On the other hand, in the heat resistant aluminum alloy of the present invention,
If a predetermined amount of additional elements of Zr and Ti are blended, it has the above-mentioned characteristics and an elongation value at room temperature of 0.4% or more, 3 or more.
An aluminum alloy having a toughness with an elongation value at 00 ° C of 2.5% or more. Further, the heat resistant aluminum alloy of the present invention maintains high room temperature strength and high temperature strength even if it contains a relatively large amount of oxygen. Therefore, the heat-resistant aluminum alloy of the present invention can be easily manufactured and the manufacturing cost can be reduced.
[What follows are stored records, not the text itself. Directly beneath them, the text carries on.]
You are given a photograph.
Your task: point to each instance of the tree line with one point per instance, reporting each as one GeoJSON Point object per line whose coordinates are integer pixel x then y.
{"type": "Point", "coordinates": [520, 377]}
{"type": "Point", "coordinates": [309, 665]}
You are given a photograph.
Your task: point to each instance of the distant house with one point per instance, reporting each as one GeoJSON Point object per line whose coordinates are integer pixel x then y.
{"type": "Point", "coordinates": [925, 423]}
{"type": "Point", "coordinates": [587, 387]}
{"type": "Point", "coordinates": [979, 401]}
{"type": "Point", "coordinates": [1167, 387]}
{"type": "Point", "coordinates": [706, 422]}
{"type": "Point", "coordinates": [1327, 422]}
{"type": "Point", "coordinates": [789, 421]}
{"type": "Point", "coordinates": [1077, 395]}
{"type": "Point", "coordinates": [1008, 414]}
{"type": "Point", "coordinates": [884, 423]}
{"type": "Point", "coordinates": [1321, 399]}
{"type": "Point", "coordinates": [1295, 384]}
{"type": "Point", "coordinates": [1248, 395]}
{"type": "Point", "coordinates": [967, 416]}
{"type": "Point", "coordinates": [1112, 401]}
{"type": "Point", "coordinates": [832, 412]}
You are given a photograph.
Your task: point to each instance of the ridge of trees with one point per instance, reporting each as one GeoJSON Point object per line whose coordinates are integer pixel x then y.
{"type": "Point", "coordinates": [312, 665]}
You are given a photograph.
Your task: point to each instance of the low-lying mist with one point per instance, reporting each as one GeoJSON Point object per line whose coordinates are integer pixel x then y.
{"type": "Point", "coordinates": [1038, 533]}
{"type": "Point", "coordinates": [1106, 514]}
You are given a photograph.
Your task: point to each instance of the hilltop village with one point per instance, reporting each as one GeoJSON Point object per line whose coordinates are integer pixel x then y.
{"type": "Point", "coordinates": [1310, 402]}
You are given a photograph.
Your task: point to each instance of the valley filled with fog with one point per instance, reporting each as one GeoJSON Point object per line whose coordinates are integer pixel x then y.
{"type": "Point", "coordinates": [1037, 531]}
Therefore, even if engine parts such as automobiles are manufactured with the heat resistant aluminum alloy of the present invention, the aluminum alloy is lightweight and has stable wear resistance, rigidity, thermal expansion characteristics, room temperature strength and high temperature. Since it can exhibit strength, it becomes an engine component that can reliably meet the recent demand for higher output. In addition, in the heat-resistant aluminum alloy of the present invention, even if Fe is contained in a relatively large amount, excellent wear resistance, rigidity, thermal expansion characteristics, normal temperature strength and high temperature strength can be stably exhibited, Even when the aluminum-based member and the iron-based member are mixed and recovered after disposal, the heat-resistant aluminum alloy of the present invention can be easily manufactured.
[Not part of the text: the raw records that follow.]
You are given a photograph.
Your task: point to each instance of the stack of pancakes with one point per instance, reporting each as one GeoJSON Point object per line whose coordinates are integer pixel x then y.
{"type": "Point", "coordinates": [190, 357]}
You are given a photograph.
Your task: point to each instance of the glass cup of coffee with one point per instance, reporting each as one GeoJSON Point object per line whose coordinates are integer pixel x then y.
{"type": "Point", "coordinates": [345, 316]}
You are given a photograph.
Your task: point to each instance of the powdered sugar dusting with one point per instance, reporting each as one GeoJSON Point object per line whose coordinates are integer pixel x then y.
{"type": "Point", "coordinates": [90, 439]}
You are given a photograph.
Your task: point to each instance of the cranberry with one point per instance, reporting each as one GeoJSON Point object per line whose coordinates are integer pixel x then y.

[Brief description of drawings]

FIG. 1 is a graph showing a wear scar area and a specific wear amount of an example of an abrasion test result in Evaluation 4 and a comparative example.
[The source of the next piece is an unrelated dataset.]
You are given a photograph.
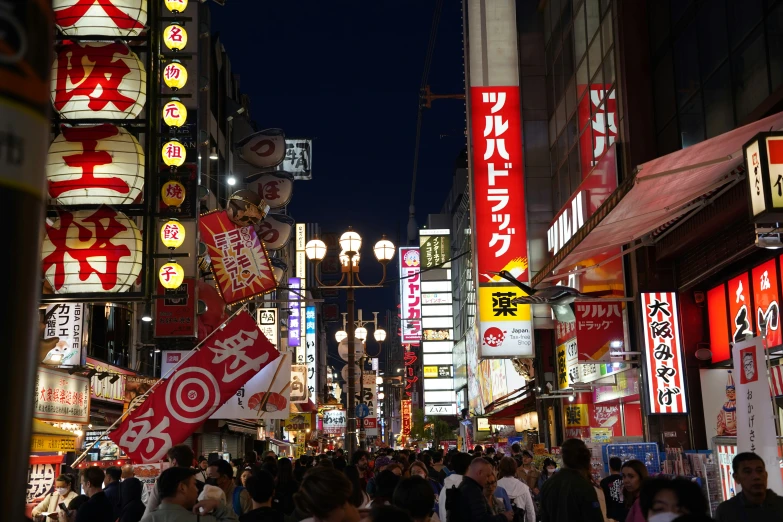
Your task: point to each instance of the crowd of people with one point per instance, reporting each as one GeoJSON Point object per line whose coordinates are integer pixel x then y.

 ─────────────────────────────────────────────────── ─── Continuation of the front page (72) Inventor Ibashi ▲ Kuni ▼ hiko 1 Toyota-cho, Toyota-shi, Aichi Toyota Motor Co., Ltd. (72) Inventor Yasuhiro Yamada 1-cho, Toyota-shi, Aichi Toyota Motor Corporation Stock In-house (72) Inventor Jun Kusunii 3-6-8, Kutaro-cho, Chuo-ku, Osaka Toyo Aluminum Co., Ltd. (72) In-house Ake Tanaka 3-6-8, Kutaro-cho, Chuo-ku, Osaka Toyo Aluminum Within the corporation

Claims (7)

[Claims] 1. By weight%, Ni: 10 to 20%, Si: 8
A heat-resistant aluminum alloy powder containing ˜25% and the balance Al substantially free of Mg, further comprising at least Fe: 0.6-8.0% and Cu:
A heat-resistant aluminum alloy powder, which contains one of 0.6 to 5.0% and has a total amount of Fe and Cu of 10% or less. 2. In% by weight, further Zr: 0.3-2.0%
The heat-resistant aluminum alloy powder according to claim 1, containing. 3. In% by weight, further Ti: 1.0 to 4.0%.
The heat-resistant aluminum alloy powder according to claim 1, containing. 4. By weight%, Ni: 10 to 20%, Si: 8
A heat-resistant aluminum alloy containing ˜25% and the balance Al substantially free of Mg, further comprising at least Fe: 0.6-8.0% and Cu:
0.6 to 5.0% of 1 type, the total amount of Fe and Cu is 10% or less, and the tensile strength at room temperature is 500M.
Tensile strength at 200 ° C or higher and 200 MPa
The heat-resistant aluminum alloy characterized by the above. 5. Oxygen content is 0.05 to 0.4 in% by weight.
The heat resistant aluminum alloy according to claim 4, which is 0%. 6. In% by weight, further Zr: 0.3-2.0%
The tensile strength at room temperature is 500 MPa or more, the tensile strength at 300 ° C. is 200 MPa or more, and the elongation is 5%.
The heat-resistant aluminum alloy according to claim 4, which is the above. 7. By weight%, further Ti: 1.0 to 4.0%.
The heat-resistant aluminum alloy according to claim 4, which has a tensile strength at room temperature of 500 MPa or more and a yield strength at 300 ° C. of 200 MPa or more.